知床観光船事故の損害賠償訴訟、桂田精一被告が請求棄却求める…原告男性「死ぬまで喪失感消えない」

北海道知床半島沖で2022年4月、乗客乗員26人が死亡・行方不明となった観光船「KAZU I(カズワン)」の沈没事故で、乗客の遺族ら29人が運航会社「知床遊覧船」と社長の桂田精一被告(61)(業務上過失致死罪で起訴)に計15億円の損害賠償を求めた訴訟の第1回口頭弁論が13日、札幌地裁(小野瀬昭裁判長)であった。桂田被告も出廷し、請求棄却を求める答弁書を提出した。

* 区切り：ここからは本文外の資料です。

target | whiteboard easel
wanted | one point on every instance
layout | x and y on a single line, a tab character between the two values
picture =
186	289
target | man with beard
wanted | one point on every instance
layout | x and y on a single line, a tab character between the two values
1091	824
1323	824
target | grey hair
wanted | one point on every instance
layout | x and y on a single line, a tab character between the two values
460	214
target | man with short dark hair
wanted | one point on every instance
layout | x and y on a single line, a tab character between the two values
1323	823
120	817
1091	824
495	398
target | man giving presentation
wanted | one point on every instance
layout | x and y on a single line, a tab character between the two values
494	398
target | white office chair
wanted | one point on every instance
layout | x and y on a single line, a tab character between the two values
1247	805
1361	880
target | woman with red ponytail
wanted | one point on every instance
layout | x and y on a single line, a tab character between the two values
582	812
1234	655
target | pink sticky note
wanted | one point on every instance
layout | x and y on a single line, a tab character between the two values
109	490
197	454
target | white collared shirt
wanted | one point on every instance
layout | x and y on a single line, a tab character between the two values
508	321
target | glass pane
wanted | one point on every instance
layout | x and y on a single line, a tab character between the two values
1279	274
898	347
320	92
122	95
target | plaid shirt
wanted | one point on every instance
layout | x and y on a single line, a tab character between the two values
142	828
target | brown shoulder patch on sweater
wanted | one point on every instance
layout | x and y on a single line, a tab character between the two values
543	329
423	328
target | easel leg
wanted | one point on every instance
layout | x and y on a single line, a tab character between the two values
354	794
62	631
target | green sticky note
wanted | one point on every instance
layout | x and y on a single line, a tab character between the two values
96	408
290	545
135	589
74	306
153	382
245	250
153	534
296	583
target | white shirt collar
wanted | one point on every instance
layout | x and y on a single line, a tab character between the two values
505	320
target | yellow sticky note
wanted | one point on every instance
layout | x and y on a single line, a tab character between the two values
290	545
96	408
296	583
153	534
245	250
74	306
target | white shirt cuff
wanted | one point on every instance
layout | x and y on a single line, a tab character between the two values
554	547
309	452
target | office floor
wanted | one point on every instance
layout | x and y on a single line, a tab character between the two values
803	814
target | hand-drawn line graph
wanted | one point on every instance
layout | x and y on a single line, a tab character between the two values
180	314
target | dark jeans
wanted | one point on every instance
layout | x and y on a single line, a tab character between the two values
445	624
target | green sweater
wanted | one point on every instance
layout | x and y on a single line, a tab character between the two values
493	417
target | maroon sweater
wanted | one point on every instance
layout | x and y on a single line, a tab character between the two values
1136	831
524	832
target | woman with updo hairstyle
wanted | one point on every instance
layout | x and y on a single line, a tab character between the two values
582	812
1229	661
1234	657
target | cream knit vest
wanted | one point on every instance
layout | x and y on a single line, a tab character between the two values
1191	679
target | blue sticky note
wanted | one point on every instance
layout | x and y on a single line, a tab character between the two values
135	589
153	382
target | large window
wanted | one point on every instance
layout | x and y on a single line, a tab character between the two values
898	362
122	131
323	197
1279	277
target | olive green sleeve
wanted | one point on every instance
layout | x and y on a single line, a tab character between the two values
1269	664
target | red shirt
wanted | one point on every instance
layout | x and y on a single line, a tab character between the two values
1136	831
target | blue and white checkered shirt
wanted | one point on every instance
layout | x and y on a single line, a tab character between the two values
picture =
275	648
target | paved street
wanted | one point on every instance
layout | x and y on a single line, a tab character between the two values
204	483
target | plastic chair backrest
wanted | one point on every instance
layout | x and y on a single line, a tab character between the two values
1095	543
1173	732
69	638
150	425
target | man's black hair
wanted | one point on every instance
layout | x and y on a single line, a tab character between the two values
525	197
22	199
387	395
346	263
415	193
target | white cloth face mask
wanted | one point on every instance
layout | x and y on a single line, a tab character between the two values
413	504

この日は原告11人が意見陳述し、息子(当時7歳)と元妻(同42歳)を失った北海道帯広市の男性(52)は「死ぬまで喪失感は消えず、心から笑うこともないと思う」と涙ながらに訴えた。
原告側は訴状で、桂田被告や死亡した船長(当時54歳)は、船首ハッチの不具合を見逃したり、天候悪化に伴う事故発生を予見して出航を中止するのを怠ったりしたと主張。被告側は「事故発生は予見できなかった」などと反論し、ハッチの不具合の存在についても争う姿勢を示している。
桂田被告の刑事裁判の日程は決まっていない。